Building upon the swagger petstore, we have some files:
- src/main.js. This has the initialization and routing logic.
- src/controllers/Pets.js. Business logic lives here.
- netlify.toml. A netlify configuration file that specifies the functions output
- webpack.conf.js. A simple webpack configuration file.
To run, copy this folder to a new location. In the root of that folder, install
netlify-lambda
:
npm i --save-dev netlify-lambda yml-loader
Then install packages in the src
folder:
cd src
npm i
AWS Lambda with node is great for hello world, but typically you have dependencies. That means you either bundle everything up in a single JavaScript or upload a zip file. Since zipping is nasty, we'll use webpack to bundle things up.
Note, if you're not used to webpack, get ready for a hill climb. It brings many oddities into the process.

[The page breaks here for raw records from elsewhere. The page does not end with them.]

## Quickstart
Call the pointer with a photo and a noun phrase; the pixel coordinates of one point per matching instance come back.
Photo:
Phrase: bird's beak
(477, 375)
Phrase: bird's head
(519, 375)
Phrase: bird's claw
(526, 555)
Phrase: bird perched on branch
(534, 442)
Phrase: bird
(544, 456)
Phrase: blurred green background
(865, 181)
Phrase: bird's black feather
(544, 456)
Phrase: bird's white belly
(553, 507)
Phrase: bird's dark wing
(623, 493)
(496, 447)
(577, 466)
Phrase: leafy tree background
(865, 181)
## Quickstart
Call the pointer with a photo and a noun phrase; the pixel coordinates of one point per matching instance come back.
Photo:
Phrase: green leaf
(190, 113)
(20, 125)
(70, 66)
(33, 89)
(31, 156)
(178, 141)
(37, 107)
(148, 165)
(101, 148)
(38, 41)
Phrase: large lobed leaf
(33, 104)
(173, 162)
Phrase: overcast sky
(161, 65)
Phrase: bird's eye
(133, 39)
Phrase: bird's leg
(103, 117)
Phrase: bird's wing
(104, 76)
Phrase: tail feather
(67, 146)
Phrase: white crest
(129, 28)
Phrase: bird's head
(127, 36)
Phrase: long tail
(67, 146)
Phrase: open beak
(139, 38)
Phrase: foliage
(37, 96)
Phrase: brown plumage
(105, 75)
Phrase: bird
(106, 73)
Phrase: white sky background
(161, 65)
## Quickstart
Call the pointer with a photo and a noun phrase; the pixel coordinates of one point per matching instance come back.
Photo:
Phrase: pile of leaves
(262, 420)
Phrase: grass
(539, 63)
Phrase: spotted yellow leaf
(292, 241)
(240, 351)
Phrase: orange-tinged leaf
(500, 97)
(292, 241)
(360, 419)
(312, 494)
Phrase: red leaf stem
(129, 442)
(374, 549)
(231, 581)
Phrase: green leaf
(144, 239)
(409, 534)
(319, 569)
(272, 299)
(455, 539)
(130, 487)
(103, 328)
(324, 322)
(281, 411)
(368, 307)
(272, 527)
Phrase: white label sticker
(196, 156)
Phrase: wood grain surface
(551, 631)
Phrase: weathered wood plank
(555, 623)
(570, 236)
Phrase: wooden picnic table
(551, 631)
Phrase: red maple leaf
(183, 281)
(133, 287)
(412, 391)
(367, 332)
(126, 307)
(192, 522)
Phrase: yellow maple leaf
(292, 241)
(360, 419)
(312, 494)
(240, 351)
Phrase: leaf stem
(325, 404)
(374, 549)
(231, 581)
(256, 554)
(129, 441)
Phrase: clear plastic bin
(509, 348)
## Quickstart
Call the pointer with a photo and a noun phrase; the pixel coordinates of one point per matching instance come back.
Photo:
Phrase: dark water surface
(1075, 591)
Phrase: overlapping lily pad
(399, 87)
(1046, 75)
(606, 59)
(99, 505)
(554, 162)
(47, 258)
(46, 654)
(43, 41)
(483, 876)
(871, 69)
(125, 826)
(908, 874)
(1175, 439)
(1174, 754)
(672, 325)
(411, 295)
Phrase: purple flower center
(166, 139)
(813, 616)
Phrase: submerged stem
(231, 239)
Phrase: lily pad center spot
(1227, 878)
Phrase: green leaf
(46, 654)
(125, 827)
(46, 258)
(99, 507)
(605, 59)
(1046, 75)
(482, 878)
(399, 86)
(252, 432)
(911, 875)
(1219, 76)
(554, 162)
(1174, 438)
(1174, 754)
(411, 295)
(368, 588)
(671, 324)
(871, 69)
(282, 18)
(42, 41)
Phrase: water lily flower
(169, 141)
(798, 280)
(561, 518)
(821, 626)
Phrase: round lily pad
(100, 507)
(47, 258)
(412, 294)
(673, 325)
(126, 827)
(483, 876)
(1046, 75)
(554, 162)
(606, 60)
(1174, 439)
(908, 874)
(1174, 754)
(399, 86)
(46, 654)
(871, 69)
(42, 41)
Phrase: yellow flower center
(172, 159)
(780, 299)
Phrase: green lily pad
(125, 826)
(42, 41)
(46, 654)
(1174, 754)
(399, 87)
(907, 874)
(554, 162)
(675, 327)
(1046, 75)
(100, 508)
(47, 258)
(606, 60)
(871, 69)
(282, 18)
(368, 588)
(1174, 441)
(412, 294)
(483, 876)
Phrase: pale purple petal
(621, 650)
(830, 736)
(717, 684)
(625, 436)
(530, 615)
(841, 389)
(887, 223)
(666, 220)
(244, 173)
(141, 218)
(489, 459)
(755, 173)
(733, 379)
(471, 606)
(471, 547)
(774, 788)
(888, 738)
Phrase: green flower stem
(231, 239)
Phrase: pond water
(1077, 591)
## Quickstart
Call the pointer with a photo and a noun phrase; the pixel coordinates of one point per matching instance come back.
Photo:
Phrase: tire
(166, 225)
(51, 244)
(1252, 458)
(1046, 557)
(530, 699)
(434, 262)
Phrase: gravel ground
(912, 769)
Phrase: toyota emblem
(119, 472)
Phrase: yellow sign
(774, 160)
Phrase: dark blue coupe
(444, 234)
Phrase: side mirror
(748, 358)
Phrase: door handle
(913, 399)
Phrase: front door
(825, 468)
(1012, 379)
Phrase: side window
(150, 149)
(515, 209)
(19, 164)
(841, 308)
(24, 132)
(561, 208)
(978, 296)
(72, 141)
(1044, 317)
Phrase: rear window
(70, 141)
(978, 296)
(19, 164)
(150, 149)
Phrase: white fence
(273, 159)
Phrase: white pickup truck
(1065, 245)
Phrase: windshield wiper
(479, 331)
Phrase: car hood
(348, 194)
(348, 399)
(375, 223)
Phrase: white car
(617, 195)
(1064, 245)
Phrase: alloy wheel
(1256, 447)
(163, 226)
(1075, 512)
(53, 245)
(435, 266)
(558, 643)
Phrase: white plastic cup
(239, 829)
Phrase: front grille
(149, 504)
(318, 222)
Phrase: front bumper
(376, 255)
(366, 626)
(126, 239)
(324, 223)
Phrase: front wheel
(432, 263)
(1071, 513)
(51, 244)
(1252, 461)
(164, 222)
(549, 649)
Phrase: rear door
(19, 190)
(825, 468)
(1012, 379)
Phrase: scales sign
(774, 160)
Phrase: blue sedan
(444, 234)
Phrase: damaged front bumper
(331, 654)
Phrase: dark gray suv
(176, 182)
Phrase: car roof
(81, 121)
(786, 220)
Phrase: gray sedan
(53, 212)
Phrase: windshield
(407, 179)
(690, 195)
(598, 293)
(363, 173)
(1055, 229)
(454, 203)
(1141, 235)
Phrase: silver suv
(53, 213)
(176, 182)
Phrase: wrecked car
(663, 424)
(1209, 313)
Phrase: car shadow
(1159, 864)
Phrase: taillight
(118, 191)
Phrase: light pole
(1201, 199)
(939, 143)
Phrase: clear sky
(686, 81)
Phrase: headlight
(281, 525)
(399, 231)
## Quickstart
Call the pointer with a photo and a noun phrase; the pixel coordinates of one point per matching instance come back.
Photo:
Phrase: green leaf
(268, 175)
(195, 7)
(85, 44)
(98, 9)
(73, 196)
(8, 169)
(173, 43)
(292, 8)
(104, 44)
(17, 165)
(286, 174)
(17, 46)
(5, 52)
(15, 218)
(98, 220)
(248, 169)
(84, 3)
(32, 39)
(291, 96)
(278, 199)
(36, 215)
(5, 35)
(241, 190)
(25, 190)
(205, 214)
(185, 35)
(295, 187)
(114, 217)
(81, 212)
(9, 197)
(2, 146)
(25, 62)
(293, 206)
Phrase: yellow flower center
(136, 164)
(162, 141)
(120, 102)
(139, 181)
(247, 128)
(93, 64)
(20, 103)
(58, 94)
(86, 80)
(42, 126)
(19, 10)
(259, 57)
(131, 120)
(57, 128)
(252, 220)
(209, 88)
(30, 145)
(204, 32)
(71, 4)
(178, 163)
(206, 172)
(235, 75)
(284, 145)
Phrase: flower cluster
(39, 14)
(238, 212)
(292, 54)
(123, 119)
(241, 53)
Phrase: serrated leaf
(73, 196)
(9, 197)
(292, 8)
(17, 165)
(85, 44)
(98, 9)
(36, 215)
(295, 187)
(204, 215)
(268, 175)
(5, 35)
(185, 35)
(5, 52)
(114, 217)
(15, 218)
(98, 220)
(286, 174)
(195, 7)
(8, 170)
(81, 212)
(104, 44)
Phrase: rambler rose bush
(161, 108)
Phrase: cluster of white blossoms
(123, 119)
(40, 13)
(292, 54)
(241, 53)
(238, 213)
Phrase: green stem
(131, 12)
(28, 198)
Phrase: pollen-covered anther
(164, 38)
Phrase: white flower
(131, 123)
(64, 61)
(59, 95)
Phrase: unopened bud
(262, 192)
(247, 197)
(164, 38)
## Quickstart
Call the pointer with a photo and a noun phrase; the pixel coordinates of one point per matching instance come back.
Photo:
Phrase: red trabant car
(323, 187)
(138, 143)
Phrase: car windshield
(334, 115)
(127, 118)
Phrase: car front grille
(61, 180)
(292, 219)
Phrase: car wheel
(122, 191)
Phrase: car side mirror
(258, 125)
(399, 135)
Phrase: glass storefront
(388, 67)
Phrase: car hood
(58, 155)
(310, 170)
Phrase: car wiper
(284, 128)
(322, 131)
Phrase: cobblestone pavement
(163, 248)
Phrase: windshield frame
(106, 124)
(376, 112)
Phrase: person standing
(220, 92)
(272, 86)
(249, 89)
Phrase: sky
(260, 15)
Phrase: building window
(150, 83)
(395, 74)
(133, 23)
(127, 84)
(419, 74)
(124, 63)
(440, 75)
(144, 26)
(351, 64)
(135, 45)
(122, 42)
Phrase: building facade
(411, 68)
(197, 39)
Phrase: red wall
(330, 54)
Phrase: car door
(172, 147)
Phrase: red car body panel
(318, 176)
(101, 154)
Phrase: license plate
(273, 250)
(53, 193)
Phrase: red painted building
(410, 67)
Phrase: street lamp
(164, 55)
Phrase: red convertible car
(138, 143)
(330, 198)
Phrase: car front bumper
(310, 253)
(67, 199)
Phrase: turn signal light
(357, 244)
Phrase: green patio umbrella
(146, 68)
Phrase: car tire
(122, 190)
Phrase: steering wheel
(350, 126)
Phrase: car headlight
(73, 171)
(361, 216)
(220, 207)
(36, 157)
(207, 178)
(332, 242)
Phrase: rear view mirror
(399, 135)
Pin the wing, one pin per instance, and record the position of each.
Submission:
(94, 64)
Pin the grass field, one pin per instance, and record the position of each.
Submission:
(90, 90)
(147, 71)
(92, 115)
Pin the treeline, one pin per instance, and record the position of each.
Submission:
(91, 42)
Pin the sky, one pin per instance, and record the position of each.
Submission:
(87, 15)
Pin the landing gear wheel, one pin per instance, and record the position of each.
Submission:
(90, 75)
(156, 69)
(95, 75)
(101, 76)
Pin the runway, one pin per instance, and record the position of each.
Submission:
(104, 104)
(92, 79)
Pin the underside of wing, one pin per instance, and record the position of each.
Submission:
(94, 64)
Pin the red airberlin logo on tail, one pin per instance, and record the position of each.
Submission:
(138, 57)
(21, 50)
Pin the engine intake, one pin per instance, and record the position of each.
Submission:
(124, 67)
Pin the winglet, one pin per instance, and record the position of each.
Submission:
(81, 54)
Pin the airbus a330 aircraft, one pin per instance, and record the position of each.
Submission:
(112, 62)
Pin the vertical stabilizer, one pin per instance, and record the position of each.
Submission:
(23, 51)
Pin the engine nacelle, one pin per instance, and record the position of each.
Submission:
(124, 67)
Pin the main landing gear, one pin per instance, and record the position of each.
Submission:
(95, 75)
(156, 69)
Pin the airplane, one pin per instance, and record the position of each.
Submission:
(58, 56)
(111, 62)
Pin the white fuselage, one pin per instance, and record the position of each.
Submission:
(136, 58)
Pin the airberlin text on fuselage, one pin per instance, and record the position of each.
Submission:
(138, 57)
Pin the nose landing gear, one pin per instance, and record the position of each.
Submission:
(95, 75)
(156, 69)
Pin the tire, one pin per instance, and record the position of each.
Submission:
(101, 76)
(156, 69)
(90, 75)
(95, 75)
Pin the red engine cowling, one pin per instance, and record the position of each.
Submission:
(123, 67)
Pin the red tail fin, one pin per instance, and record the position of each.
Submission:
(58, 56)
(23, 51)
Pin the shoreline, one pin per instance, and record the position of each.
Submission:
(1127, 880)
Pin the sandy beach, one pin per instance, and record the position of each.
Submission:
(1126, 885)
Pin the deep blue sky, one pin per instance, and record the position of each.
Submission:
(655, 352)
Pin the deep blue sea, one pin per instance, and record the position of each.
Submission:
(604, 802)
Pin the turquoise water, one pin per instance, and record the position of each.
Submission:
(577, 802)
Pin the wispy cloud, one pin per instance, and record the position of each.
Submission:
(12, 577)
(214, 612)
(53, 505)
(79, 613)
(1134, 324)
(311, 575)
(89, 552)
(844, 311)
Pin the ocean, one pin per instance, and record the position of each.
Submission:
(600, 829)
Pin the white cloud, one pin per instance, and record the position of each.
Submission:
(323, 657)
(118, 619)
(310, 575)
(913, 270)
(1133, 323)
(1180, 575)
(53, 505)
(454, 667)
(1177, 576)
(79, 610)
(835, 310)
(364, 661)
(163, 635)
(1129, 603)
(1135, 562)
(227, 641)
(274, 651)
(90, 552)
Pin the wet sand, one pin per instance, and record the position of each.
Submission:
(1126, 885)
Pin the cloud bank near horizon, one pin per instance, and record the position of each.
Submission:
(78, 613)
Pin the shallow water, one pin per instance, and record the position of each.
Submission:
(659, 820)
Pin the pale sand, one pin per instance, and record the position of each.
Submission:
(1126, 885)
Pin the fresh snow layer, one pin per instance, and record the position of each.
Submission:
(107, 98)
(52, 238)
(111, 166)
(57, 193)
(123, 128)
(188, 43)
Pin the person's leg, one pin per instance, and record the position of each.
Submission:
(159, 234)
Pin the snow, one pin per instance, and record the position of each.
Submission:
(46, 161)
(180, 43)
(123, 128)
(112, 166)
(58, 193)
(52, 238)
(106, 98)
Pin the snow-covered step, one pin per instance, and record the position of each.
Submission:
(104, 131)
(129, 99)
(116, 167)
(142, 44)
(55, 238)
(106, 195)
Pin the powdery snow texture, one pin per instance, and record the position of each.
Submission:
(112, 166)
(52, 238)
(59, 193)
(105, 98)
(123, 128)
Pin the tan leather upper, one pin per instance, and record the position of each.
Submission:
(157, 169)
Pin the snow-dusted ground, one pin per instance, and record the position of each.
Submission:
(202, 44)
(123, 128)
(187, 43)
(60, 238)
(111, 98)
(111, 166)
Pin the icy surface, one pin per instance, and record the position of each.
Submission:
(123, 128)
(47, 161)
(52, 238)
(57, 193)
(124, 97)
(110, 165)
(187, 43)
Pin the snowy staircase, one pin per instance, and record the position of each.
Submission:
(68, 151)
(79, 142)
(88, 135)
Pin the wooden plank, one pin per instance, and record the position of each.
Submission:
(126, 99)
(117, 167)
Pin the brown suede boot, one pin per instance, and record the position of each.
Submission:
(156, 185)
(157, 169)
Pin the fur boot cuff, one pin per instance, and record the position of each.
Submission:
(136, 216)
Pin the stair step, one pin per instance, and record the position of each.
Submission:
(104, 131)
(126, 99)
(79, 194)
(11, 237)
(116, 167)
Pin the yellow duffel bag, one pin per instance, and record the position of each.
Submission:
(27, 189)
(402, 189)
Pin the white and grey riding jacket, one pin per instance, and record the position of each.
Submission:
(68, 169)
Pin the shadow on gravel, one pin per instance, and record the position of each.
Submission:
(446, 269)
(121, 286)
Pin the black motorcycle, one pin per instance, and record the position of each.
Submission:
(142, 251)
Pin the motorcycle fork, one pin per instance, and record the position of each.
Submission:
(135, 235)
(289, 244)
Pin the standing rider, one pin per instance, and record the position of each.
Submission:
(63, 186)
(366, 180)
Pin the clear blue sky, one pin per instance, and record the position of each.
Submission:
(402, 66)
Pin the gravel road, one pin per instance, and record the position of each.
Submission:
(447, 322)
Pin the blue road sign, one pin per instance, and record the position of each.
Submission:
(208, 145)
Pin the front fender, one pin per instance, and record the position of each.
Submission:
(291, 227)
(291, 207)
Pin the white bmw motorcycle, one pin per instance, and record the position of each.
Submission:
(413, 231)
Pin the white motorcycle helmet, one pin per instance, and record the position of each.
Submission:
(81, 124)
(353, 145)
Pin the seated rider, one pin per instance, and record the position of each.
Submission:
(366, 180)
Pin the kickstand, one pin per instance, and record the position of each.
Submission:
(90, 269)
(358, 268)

Build the bundle, which goes in ./lambda/main.js
. This includes all the
dependencies in src/node_modules
:
netlify-lambda build src -c webpack.conf.js
Run the code and let netlify-lambda
watch for changes:
netlify-lambda serve src -c webpack.conf.js
Finally, after running the serve
command, open your browser to http://localhost:9000/api/.netlify/functions/api/pets to see the calling of the findAll(args)
function. If a limit
query param is supplied, it'll be passed in the args
hash.
The library exposes a special route, /swagger.json
for usage with swagger-ui. You can hit it locally (note the derived basePath
!) or just load it up in swagger-ui using the
online petstore:
http://petstore.swagger.io/?url=http://localhost:9000/main/.netlify/functions/main/swagger.json
The example doesn't use a database (just an in-memory map) so don't expect this to work in production.